‘STABLE CONDITION’…. As the debate over health care reform dragged on, many on the right believed the process and the underlying policy would wreak havoc on the Democratic Party’s public standing. If Dems actually passed the controversial package, some conservatives claimed, the majority party would likely face a massive public backlash.
It’s early, and much of the public may still be shaping its perceptions about last week’s breakthroughs, but so far there is no such backlash. The Washington Post noted its new poll results today, emphasizing the fact that the reform process has left Democrats “in stable condition.” The governing party hasn’t seen a big boost, but it hasn’t seen its fortunes decline, either.
After steering the landmark health-care reform bill through Congress, the Democratic Party’s leaders have emerged mostly unscathed, according to a new Washington Post poll, but they have not received a notable boost in approval ratings.
Shifts among core constituencies suggest that President Obama and House Speaker Nancy Pelosi (Calif.) may have reaped some benefit from the legislation’s passage, but the public’s take on the Democratic Party has not budged, and Senate Majority Leader Harry M. Reid (Nev.) appears to be losing popularity.
President Obama’s approval rating is up a few points, to 53%, and his numbers got a boost on questions pertaining to his handling of health care reform and bringing needed change to Washington.
Looking through the internals (pdf), Democrats still enjoy an edge over Republicans on which party voters trust to do a better job on the economy, health care, immigration, Afghanistan, the budget deficit, taxes, and energy policy.

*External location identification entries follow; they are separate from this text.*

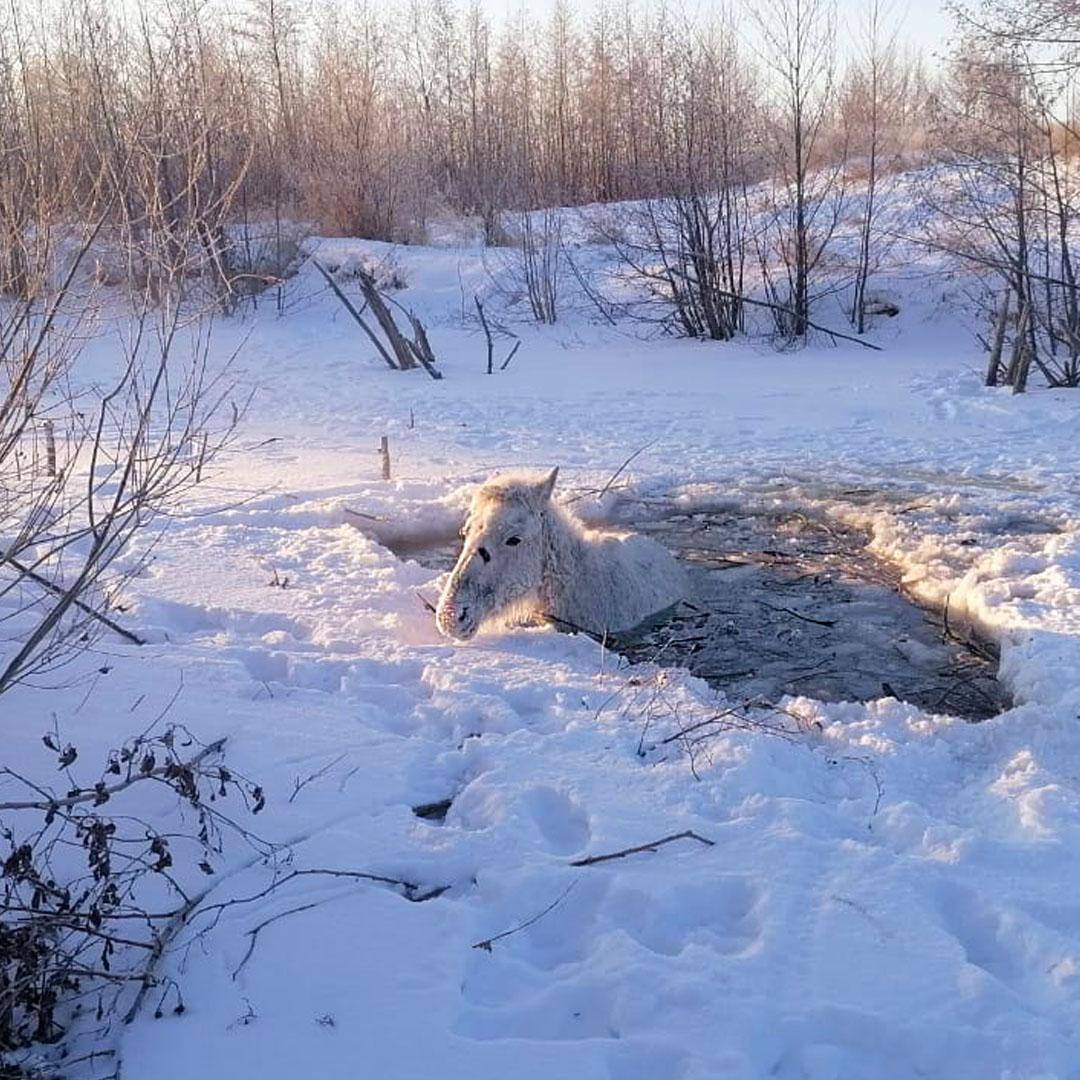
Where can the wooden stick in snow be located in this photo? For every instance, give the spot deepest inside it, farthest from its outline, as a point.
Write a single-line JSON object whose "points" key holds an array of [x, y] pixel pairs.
{"points": [[355, 314]]}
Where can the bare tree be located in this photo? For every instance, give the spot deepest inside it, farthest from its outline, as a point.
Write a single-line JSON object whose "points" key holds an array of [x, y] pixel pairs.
{"points": [[798, 48]]}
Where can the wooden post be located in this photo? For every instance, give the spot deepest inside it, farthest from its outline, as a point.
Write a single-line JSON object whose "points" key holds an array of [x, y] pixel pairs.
{"points": [[1017, 355], [50, 449], [994, 366], [385, 454]]}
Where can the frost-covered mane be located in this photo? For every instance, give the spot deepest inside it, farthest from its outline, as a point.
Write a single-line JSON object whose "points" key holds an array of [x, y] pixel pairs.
{"points": [[525, 557]]}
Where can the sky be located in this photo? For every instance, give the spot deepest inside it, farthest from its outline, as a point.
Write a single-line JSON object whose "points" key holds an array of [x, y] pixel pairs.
{"points": [[920, 23]]}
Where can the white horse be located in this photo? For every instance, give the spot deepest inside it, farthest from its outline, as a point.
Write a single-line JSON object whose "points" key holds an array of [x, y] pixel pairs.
{"points": [[525, 559]]}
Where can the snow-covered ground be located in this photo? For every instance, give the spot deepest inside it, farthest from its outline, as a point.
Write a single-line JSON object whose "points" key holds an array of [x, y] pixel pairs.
{"points": [[886, 893]]}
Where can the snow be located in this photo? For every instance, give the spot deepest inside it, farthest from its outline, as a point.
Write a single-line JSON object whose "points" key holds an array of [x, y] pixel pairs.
{"points": [[887, 893]]}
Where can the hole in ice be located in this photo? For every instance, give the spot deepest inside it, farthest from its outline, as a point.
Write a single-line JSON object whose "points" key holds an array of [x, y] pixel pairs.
{"points": [[788, 603], [792, 604]]}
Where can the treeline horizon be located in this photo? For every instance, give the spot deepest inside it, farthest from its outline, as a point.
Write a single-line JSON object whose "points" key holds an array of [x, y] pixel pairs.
{"points": [[370, 120]]}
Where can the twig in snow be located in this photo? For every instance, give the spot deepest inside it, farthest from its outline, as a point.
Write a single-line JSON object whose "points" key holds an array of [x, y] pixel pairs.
{"points": [[686, 835], [254, 932], [85, 608], [488, 942], [298, 784], [103, 793]]}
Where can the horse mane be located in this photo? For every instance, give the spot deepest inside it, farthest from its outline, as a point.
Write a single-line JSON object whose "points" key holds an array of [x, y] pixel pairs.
{"points": [[593, 579]]}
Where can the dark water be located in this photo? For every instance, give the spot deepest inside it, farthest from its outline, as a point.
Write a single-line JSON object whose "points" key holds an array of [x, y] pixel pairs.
{"points": [[787, 604]]}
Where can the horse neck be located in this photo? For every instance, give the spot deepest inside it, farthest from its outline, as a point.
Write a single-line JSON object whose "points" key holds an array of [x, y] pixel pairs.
{"points": [[565, 552]]}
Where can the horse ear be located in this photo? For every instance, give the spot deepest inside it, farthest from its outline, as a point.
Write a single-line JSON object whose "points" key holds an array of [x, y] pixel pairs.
{"points": [[548, 484]]}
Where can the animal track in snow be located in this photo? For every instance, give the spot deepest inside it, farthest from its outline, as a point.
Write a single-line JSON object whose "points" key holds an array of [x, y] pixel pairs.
{"points": [[562, 821], [720, 913]]}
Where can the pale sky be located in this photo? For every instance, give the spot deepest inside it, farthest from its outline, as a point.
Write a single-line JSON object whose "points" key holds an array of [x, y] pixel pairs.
{"points": [[921, 23]]}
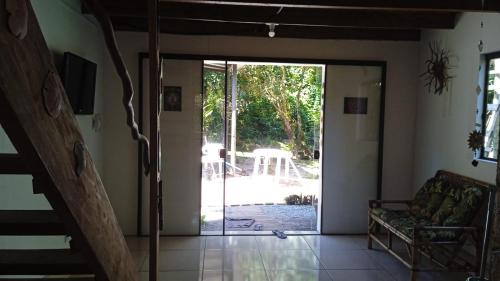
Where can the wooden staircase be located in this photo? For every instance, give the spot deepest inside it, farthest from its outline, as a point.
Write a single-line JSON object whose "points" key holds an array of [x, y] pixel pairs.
{"points": [[37, 117]]}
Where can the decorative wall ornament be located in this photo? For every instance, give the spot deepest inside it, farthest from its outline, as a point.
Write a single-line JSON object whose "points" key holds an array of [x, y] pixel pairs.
{"points": [[438, 65], [475, 143], [52, 93], [18, 17], [80, 160]]}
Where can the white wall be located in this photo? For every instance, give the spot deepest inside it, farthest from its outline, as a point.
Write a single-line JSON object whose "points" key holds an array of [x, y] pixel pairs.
{"points": [[350, 148], [444, 122], [64, 29], [120, 159]]}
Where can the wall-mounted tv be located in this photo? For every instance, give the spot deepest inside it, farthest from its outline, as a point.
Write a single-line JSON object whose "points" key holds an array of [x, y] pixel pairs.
{"points": [[79, 76]]}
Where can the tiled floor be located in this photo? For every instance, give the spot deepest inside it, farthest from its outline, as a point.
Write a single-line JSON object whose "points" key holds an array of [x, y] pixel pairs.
{"points": [[267, 258]]}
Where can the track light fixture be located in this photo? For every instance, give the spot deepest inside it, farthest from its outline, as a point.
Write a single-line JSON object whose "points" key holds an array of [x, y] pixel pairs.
{"points": [[272, 27]]}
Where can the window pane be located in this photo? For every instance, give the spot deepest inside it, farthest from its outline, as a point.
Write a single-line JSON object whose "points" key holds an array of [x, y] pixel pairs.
{"points": [[492, 106]]}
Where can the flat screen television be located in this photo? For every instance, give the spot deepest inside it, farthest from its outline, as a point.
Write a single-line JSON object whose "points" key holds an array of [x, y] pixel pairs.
{"points": [[79, 76]]}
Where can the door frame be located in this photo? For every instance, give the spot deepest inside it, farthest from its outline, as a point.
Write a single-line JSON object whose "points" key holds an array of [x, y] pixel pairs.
{"points": [[201, 57]]}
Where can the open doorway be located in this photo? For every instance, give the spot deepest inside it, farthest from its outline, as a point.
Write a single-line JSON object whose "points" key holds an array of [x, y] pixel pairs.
{"points": [[261, 147]]}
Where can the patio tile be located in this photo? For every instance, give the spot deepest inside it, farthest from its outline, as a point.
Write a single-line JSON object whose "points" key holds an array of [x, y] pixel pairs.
{"points": [[347, 259], [300, 275], [231, 242], [182, 243], [274, 243], [333, 243], [360, 275], [239, 275], [290, 259], [236, 260], [173, 260]]}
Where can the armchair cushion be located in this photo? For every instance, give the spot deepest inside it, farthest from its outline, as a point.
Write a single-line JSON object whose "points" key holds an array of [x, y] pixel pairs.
{"points": [[406, 226], [467, 207], [388, 214], [429, 198]]}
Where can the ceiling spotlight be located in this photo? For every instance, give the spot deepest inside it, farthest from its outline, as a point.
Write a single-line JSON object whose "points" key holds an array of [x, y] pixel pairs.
{"points": [[272, 26]]}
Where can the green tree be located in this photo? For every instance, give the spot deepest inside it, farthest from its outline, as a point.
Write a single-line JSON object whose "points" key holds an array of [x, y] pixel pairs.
{"points": [[276, 104]]}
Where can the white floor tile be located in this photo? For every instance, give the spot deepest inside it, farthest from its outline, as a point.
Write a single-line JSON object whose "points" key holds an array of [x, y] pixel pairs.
{"points": [[300, 275], [240, 275], [333, 243], [236, 260], [174, 276], [231, 242], [182, 243], [290, 259], [360, 275], [347, 259], [174, 260], [275, 243]]}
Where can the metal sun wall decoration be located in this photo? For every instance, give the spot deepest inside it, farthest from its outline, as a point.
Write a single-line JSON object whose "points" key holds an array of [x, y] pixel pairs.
{"points": [[475, 143], [438, 66]]}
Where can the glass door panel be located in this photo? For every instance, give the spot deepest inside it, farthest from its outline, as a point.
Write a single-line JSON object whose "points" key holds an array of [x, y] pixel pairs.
{"points": [[213, 148]]}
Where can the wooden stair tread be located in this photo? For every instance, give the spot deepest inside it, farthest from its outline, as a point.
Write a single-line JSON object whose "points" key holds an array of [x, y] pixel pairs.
{"points": [[42, 262], [30, 222], [12, 164]]}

Republicans, meanwhile, have an edge on handling counter-terrorism.
In nearly every category in which the Democrats are ahead, the party’s margin over the GOP has slipped since last year, but if Dems are right, and the worst is behind them, they’ve weathered the storm fairly well.
Indeed, on the generic congressional ballot, Republicans led Democrats among registered voters in February, 48% to 45%. Now those numbers are nearly reversed in Dems’ favor, 48% to 44%.
Of particular interest, the enthusiasm gap between the parties’ rank-and-file voters appears to be quite small at this point. Among Dems, 74% consider themselves enthusiastic about voting this year, while 25% are no. For Republicans, 76% are enthusiastic, and 23% are not.
To be sure, these are not exactly impressive numbers for Dems, but given where they feared they’d be at the end of the reform process, many in the party are likely satisfied with results like these.